[pacman-dev] [PATCH 2/5] Add unit tests for -Qk and -Qkk with missing files.
andrew.gregory.8 at gmail.com
Mon Dec 16 14:45:02 EST 2013
On 12/16/13 at 01:38pm, Jeremy Heiner wrote:
> On Sat, Dec 14, 2013 at 4:03 PM, Andrew Gregory
> <andrew.gregory.8 at gmail.com> wrote:
> > One of the main reasons I suggested adding install script support for
> > this was so that they would work the same as scripts run by pacman and
> > therefore be easy to write and understand. At the very least, they
> > should be run in root, not TMPDIR and honor env["scriptlet-shell"].

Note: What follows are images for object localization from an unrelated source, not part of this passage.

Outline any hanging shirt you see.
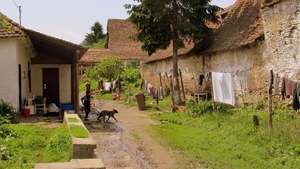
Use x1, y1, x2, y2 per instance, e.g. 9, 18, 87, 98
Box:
212, 72, 235, 106
281, 77, 296, 100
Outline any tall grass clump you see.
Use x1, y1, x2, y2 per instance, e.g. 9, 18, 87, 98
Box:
150, 100, 300, 169
0, 124, 71, 169
42, 125, 72, 162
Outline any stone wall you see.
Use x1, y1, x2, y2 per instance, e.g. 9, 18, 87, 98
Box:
261, 0, 300, 80
141, 0, 300, 105
140, 40, 267, 104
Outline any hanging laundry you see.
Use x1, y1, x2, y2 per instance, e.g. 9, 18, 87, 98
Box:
103, 82, 112, 91
281, 77, 296, 100
212, 72, 235, 106
159, 86, 164, 100
273, 72, 279, 94
199, 74, 205, 86
292, 82, 300, 110
204, 72, 210, 81
149, 85, 154, 95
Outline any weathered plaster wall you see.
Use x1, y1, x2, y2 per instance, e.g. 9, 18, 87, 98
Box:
141, 0, 300, 105
141, 40, 267, 104
262, 0, 300, 79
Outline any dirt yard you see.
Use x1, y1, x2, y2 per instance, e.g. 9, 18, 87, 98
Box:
19, 94, 178, 169
81, 98, 177, 169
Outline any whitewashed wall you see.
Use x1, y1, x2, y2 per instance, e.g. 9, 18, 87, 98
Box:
0, 39, 33, 109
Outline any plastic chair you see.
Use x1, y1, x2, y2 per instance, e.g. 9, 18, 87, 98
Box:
34, 97, 47, 114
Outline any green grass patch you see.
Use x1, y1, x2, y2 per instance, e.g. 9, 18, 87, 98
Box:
131, 130, 142, 140
0, 124, 71, 169
69, 125, 89, 138
150, 101, 300, 169
95, 92, 114, 100
68, 117, 79, 122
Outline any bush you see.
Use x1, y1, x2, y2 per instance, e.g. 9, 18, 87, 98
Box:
0, 99, 17, 124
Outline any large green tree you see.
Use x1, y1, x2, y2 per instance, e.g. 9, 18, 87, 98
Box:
125, 0, 221, 105
83, 21, 106, 46
85, 56, 124, 82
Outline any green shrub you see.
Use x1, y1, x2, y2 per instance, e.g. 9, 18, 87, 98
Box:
0, 99, 17, 124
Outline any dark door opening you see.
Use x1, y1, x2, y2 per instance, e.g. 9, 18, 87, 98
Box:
42, 68, 59, 106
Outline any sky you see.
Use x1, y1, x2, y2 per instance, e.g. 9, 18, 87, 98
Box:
0, 0, 236, 45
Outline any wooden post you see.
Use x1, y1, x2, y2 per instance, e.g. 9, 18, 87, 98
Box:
159, 73, 162, 87
128, 86, 131, 103
253, 115, 259, 128
268, 70, 273, 128
179, 69, 186, 102
165, 72, 175, 105
211, 72, 215, 112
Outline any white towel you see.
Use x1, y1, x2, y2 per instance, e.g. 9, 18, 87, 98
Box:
212, 72, 235, 106
103, 82, 111, 91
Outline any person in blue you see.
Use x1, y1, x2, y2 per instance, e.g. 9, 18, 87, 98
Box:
81, 90, 91, 120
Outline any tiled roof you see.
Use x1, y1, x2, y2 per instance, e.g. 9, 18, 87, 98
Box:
202, 0, 264, 54
0, 12, 87, 63
107, 19, 149, 60
79, 49, 111, 63
0, 13, 26, 38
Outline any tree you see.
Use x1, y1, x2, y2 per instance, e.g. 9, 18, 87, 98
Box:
85, 56, 124, 82
84, 21, 106, 46
0, 14, 11, 31
125, 0, 221, 105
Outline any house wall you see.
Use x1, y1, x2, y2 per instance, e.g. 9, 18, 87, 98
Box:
31, 64, 71, 104
0, 39, 33, 109
140, 40, 267, 104
261, 0, 300, 80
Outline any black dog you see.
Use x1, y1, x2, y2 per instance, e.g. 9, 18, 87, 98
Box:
97, 109, 118, 123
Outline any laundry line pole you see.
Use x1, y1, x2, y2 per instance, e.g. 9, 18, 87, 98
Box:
268, 70, 273, 128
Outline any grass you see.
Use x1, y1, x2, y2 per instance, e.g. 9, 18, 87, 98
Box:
150, 100, 300, 169
68, 117, 79, 122
131, 130, 142, 140
0, 124, 71, 169
69, 125, 89, 138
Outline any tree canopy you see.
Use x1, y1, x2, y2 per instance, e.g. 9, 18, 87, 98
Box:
83, 21, 106, 46
125, 0, 221, 104
85, 56, 124, 82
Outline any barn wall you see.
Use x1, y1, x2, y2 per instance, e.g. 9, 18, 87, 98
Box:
262, 0, 300, 80
141, 40, 267, 105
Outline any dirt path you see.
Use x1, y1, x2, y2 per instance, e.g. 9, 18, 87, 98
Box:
80, 99, 177, 169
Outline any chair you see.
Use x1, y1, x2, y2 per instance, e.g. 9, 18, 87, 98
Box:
34, 97, 47, 114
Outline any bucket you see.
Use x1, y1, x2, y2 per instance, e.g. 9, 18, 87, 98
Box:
24, 106, 35, 115
23, 108, 30, 117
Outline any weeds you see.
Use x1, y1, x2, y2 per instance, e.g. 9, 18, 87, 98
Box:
0, 99, 18, 124
151, 100, 300, 169
0, 124, 71, 169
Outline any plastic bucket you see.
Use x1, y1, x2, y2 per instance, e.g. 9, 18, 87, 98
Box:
23, 108, 30, 117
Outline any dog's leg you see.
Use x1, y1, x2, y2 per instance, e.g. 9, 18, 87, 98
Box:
106, 116, 111, 122
103, 115, 106, 123
112, 115, 118, 121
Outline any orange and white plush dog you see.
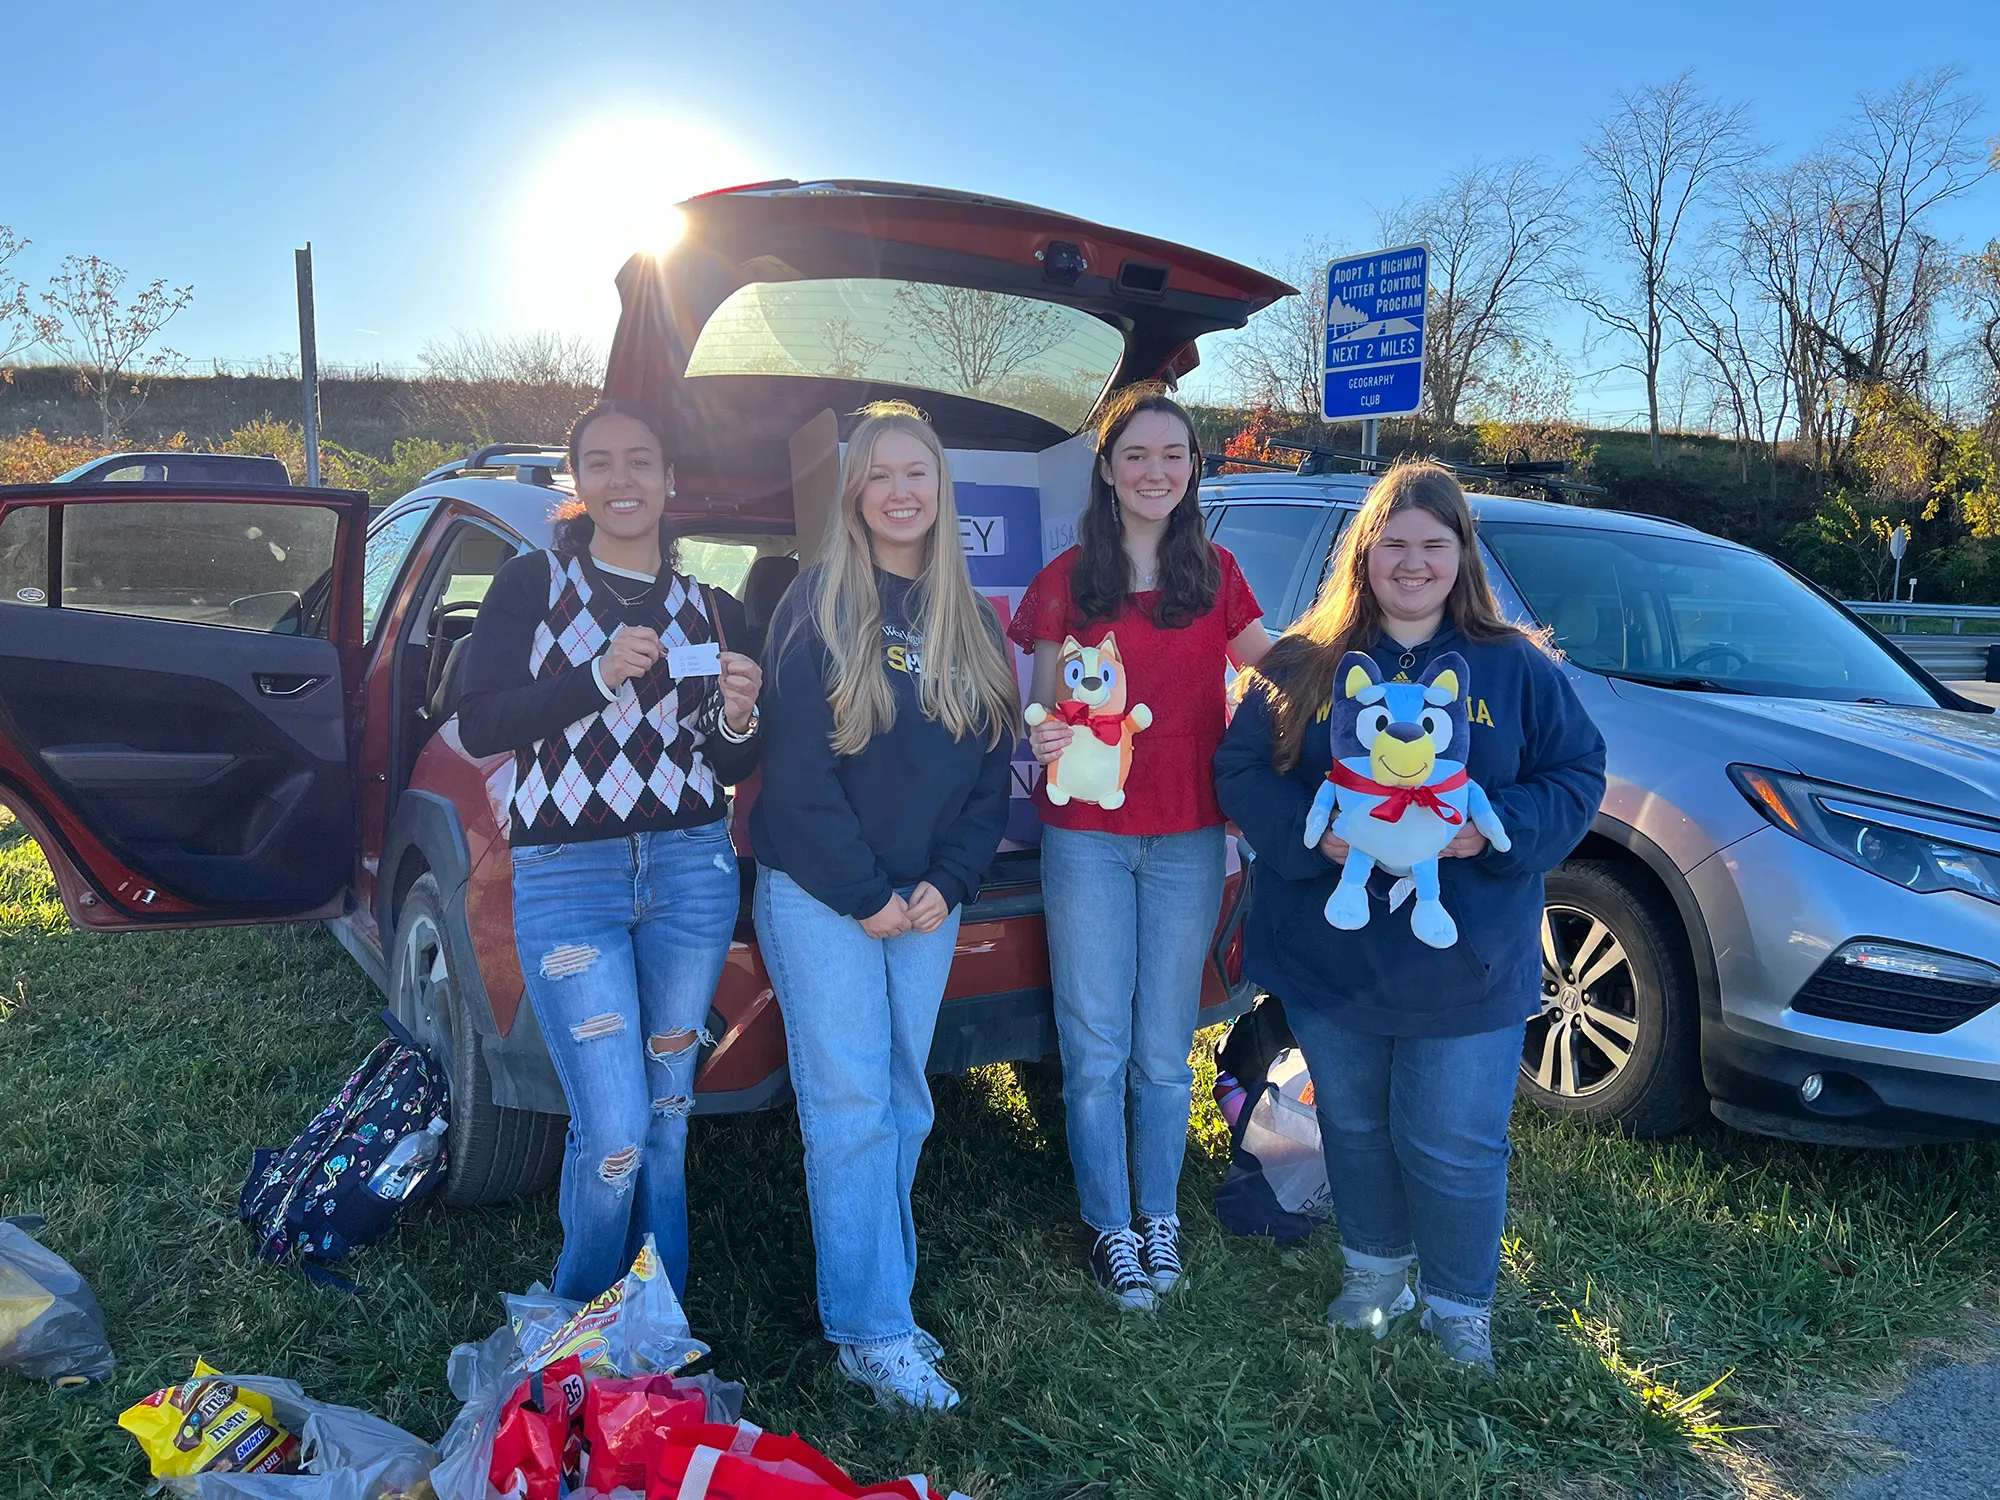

> > This should also be run with fakeroot (use -i and -s to save state
> > between invocations) and be run inside a fake chroot. The only
> > downside I see is the need to copy binaries into the test chroot. It
> > looks like your tests would require us to copy at least chown, chmod,
> > rm, touch, and ln into the chroot. Is there any problem with copying
> > the additional binaries?
> Hey Andrew, thanks for the code review! I obviously wrote these
> patches following the "less is more" principle. Every added line of
> code is a future potential headache. And if I don't have a solid
> use-case argument backing up my edits I'm not going to put my name up
> for blame.
> I can get my head around the argument that running scripts from the
> test root is much less surprising. That gives me what I need to put my
> name on that additional bit of code. But I don't have enough yet for
> me to feel comfortable taking responsibility for your other
> The --scriptlet-shell code makes zero sense to me. The help string in
> configure doesn't match the implementation. There is a hard-coded ref
> to '/bin/sh' in pmtest.generate, so it is guaranteed that 'bin/sh' is
> available under the test root. All --scriptlet-shell does is install a
> 2nd copy of '/bin/sh' under a different path, and maybe I'm missing
> something because that seems to accomplish nothing. What is the point
> of telling the test framework to use an alias? Anyway, I would feel
> uncomfortable submitting a patch that perpetuates this confusion, and
> I am unsure of how to resolve it (which would seem best done in its
> own patch set).
The alias isn't for the test runner, it's for pacman. If it didn't
exist, pacman wouldn't be able to find the configured SCRIPTLET_SHELL.
I was slightly mistaken in my original comment; which path should be
used for local scripts actually depends on whether or not they end up
being run in a chroot. Running in a chroot, they would use
--scriptlet-shell because we know it will be suitable to use for
scripts because pacman itself needs it. Outside a chroot, they should
continue using '/bin/sh' because that's what the sync scripts in the
tests currently get regardless of what scriptlet-shell refers to.
> I can see what the 'fake' commands accomplish for the binaries, but
> can't figure out a scenario where they would be of use for the test
> framework. These scripts are run in the phase of a test where the
> framework unpacks the 'local' stuff in preparation for eventually
> running the binaries. What commands would a test writer invoke during
> that phase which would need the 'fake' environment set up? I would
> feel weird submitting a patch that adds even the small complexity of
> the 'fake' commands without also submitting a positive test case that
> demonstrates it does what it is supposed to. And I don't know what
> that test case would be.
fakeroot will let you call chown in querycheck008.
Using a chroot allows us to use --scriptlet-shell, which we know will
be suitable for running scripts, instead of 'bin/sh' and improves
compatibility with the scripts run by pacman, which can contain
absolute paths. Though, paths in tests should generally be relative
anyway and I doubt we'll be moving away from using 'bin/sh' for sync
scripts anytime soon. The gains are fairly minor, so I'm not terribly
concerned about using a chroot.
> The downside you mention isn't nothing. Sure, the test filesystem gets
> built to RAM (typically), so copying all those extra commands for each
> test is pretty fast. But not copying is still faster. And simpler:
> there is the ongoing maintenance cost for the list of commands to be
> copied as new tests are written. Again, these scripts are explicitly
> written to be invoked during a specific phase, where it is known that
> a test root is being built, so what advantage is there to having this
> one little part of the test framework pretend that it doesn't know
> about the real root? Setting up that pretense just amounts to extra
> busywork with zero gain.
> I'm very willing to be convinced I've got it wrong. My familiarity
> with the code is increasing, but still a long way from where you are
> at. And if I don't yet know enough to see the use-case justifying the
> requested feature then I'm probably not the right one to trust to
> implement it correctly. The conservative approach seems to me to add
> only what is required by the current tests. It is always easier to add
> more complexity as more tests are written than it is to ever yank out
> code that doesn't seem to do anything but maybe one day will be used.